猛暑の夏、連れは雪渓の残る鹿島槍に行こうと言う。それが無理でも爺ヶ岳までは行けるだろう、そこで剣を眺めながら美味いコーヒーを飲もうよ、と誘う。

山はすっぱりとやめたつもりであるが、このルートからの剣岳の眺望を思うと心が騒いだ。しかし復帰を目指して登頂した八ヶ岳の無残な山行を思い出せば、簡単に頷く訳にはいかなかった。

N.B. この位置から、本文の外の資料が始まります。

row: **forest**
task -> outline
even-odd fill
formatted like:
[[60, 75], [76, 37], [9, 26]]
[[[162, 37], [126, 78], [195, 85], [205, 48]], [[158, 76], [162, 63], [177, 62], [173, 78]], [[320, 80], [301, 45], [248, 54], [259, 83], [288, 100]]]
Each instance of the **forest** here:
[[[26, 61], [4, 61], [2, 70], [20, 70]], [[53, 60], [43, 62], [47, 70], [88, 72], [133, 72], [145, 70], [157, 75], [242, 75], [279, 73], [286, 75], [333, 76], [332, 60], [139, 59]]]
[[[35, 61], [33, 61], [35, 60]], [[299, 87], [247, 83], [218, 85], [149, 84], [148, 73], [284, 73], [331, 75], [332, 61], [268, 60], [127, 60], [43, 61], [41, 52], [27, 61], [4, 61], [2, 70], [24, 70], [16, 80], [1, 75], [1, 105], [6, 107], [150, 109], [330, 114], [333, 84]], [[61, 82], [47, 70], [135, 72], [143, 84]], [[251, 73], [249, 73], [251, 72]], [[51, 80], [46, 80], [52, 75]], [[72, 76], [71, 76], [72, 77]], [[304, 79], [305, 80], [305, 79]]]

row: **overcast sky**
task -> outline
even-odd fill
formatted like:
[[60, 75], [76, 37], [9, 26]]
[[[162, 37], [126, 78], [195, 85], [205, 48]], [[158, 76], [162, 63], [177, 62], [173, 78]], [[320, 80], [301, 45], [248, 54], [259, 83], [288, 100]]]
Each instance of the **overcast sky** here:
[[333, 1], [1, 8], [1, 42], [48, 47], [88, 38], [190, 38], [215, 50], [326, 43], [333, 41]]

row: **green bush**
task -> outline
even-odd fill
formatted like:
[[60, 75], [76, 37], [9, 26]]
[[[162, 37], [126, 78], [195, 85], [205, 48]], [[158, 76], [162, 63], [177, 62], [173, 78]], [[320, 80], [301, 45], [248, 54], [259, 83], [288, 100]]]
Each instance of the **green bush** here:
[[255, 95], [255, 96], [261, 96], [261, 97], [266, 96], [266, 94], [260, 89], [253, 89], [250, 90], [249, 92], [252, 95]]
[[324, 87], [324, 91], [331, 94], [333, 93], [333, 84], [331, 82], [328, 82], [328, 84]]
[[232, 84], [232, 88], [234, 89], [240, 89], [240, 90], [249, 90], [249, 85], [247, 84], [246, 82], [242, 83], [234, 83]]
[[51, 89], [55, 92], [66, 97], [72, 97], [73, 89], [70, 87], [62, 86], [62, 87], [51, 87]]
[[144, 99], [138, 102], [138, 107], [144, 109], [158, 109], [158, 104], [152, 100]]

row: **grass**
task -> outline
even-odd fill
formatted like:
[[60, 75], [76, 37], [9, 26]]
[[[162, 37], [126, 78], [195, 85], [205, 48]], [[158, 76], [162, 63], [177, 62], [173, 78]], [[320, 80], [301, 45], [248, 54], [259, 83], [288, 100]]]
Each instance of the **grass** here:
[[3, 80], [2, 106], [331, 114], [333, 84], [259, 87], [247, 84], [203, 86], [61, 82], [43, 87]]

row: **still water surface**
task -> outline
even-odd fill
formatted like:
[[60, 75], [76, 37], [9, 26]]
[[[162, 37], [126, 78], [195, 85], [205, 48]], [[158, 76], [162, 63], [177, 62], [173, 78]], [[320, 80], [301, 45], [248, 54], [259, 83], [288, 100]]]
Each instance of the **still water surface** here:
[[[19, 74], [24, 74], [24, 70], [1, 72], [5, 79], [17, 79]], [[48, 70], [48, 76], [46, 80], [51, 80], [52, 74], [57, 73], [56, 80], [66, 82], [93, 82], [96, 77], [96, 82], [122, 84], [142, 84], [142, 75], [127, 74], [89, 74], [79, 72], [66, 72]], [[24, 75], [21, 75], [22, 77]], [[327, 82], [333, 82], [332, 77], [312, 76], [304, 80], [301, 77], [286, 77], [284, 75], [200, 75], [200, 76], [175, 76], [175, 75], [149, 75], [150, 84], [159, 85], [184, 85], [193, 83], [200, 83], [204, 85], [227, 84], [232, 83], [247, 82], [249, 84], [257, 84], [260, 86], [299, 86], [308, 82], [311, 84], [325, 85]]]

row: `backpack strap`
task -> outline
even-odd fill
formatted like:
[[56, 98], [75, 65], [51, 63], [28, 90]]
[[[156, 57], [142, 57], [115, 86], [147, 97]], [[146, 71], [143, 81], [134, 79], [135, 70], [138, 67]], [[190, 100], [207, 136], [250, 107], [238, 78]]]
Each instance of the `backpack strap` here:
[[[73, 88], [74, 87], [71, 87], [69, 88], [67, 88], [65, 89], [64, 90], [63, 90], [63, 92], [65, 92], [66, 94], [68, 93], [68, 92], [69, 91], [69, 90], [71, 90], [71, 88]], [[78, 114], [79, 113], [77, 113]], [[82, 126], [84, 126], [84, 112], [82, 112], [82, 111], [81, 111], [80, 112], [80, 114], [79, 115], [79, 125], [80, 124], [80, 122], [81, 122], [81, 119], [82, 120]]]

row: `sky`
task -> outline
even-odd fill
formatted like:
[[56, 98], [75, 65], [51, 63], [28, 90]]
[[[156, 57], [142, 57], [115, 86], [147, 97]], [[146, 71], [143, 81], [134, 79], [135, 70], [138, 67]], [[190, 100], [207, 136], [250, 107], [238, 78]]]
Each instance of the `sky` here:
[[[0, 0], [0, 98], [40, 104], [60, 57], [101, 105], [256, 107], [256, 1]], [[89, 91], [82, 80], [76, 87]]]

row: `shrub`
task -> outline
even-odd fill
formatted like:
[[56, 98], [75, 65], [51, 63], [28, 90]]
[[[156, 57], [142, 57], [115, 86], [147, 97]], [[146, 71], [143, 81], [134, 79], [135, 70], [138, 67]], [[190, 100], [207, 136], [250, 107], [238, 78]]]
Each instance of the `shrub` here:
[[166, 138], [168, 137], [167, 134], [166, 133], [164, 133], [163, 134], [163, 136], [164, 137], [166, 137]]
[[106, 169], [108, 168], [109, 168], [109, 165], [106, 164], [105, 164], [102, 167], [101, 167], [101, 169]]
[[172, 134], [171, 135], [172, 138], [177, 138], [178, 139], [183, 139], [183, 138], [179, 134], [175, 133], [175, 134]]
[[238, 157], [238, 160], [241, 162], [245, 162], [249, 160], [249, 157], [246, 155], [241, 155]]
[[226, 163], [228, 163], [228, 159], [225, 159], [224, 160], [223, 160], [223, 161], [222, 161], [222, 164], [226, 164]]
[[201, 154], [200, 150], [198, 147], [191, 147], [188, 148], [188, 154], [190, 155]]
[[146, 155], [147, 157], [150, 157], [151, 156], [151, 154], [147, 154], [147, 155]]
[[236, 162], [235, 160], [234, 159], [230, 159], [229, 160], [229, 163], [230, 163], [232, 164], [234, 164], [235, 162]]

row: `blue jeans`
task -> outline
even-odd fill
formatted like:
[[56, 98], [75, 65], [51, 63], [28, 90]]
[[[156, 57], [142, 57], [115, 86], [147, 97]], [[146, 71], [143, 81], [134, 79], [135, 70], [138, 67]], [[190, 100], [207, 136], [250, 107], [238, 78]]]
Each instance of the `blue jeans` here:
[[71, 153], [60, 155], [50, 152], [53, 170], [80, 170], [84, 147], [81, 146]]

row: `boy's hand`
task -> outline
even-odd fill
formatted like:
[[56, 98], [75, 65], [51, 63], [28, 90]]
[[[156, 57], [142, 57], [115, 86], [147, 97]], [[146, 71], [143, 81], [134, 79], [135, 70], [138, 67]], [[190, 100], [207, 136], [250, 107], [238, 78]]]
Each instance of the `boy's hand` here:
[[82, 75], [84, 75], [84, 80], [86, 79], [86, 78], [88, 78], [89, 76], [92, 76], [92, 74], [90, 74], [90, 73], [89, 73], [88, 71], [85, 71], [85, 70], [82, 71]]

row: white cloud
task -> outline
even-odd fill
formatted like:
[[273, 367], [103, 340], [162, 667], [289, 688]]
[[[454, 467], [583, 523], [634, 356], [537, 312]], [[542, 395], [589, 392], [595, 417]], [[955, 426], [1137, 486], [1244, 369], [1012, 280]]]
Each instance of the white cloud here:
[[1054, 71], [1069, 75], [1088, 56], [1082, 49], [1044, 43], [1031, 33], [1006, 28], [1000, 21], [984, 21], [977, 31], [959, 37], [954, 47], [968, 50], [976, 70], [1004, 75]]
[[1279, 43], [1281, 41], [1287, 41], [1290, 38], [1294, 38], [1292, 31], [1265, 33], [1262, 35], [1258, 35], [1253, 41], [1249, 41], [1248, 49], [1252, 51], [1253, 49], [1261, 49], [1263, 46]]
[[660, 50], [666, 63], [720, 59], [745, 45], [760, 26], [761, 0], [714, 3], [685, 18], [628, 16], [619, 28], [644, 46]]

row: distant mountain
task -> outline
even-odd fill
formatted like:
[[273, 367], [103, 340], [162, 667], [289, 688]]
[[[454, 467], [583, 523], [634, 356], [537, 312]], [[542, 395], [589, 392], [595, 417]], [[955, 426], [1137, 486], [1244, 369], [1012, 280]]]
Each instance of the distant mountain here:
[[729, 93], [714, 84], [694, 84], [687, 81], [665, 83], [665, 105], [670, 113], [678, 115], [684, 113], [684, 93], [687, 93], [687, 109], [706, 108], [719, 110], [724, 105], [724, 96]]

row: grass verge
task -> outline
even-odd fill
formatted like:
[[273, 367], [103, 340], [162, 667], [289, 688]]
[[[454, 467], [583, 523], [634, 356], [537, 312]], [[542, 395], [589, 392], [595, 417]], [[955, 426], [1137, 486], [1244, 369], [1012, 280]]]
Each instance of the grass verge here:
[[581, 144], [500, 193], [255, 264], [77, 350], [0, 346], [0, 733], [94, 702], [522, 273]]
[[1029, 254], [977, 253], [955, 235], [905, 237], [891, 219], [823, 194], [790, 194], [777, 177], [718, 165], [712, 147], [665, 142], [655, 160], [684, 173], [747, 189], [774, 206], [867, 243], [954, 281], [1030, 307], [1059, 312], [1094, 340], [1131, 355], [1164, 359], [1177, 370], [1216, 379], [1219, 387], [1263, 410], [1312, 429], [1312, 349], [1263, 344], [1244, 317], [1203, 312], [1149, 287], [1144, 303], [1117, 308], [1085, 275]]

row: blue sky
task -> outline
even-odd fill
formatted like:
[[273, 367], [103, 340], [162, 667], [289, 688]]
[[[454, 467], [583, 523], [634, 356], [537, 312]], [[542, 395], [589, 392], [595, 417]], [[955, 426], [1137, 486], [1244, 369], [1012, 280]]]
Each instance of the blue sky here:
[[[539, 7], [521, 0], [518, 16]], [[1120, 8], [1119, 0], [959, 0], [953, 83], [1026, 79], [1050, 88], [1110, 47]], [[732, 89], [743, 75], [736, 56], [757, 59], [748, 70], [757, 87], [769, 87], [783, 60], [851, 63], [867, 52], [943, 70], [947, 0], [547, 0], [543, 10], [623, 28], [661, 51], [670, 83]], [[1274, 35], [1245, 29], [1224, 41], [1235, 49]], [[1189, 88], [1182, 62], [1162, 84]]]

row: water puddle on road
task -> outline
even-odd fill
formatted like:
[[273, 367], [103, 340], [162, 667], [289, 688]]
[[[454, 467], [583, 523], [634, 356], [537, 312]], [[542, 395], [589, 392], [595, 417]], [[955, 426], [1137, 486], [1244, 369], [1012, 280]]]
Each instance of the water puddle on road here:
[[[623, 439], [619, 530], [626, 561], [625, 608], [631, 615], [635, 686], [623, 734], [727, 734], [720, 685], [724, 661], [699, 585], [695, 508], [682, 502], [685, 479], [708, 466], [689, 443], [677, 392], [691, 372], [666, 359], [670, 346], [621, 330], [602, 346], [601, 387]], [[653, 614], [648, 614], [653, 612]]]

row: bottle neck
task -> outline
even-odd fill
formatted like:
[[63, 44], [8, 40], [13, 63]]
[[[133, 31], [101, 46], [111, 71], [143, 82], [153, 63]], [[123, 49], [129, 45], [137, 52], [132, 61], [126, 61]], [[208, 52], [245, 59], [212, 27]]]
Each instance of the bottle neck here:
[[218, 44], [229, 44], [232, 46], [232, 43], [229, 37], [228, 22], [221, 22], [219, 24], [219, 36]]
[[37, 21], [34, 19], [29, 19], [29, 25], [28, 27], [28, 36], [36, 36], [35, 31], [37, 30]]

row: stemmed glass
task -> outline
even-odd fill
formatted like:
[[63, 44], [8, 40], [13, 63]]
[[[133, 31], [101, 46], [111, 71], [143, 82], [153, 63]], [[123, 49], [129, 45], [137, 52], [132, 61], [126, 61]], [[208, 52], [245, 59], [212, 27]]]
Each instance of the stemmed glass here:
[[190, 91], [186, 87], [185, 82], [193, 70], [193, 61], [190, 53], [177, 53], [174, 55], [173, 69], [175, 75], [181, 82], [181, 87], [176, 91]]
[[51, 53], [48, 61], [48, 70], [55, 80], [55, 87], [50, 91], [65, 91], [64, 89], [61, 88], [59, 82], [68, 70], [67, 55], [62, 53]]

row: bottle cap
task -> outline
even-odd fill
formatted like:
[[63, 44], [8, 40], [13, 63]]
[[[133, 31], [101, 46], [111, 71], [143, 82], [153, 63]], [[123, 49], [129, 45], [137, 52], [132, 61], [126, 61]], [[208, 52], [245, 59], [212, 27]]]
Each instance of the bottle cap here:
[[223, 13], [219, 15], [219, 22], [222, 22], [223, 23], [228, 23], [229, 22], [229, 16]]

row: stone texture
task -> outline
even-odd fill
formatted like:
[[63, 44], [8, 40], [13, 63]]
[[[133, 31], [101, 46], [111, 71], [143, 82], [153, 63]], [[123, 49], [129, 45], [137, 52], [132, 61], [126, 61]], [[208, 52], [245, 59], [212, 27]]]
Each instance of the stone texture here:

爺ヶ岳までは行けるだろうか・・・ぐずぐずとして決められず、満席のムーンライト信州にキャンセルが出たら登ろう、そう賭けてみたのだった。しかしこの季節にキャンセルが出るはずもなく、連れは重いザックを背負い一人、鹿島槍ヶ岳へと出かけていった。私はと言えば、一日遅れで信濃大町に向かい麓で連れの帰りを待つことになった。

さて、こうなればと気分を切り替え、ホテル内、吉兆での夕食にお気に入りの白地の結城を着ることにしよう。この単衣にあれやこれやと試しては、帯は茜色の博多、帯留めと帯揚げは水色に決め、翌朝、ぞうりまでを詰め込んだ大きな荷物を携え、10時過ぎのあずさに乗り込んだ。 

松本を過ぎ、車窓からの雄大な山容に見とれた。しかし、あの高山の頂きに立つことはもうないのだと思うと言いようのない寂しさがこみ上げてくる。連れもやがては山を離れる日を迎えるだろう。充実感に満たされているのか、それとも喪失感に苛まれるのか・・・何にせよ山への思いは私とは比べようがないほど深い。

14時過ぎ、くろよんロイヤルホテルに到着。連れと合流するやいなや、ホテルに隣接する日向山高原ゴルフコースでハーフを回ることになった。連れは山から下りるとすぐに予約を入れたのだという。毎度のこと、このゴルフ好きにはあきれてしまう。

今夏の猛暑はこの地にも波及し、避暑地とは思えぬ暑さであった。とは言え、山懐に抱かれてボールを追うのは頗る気持ちが良い。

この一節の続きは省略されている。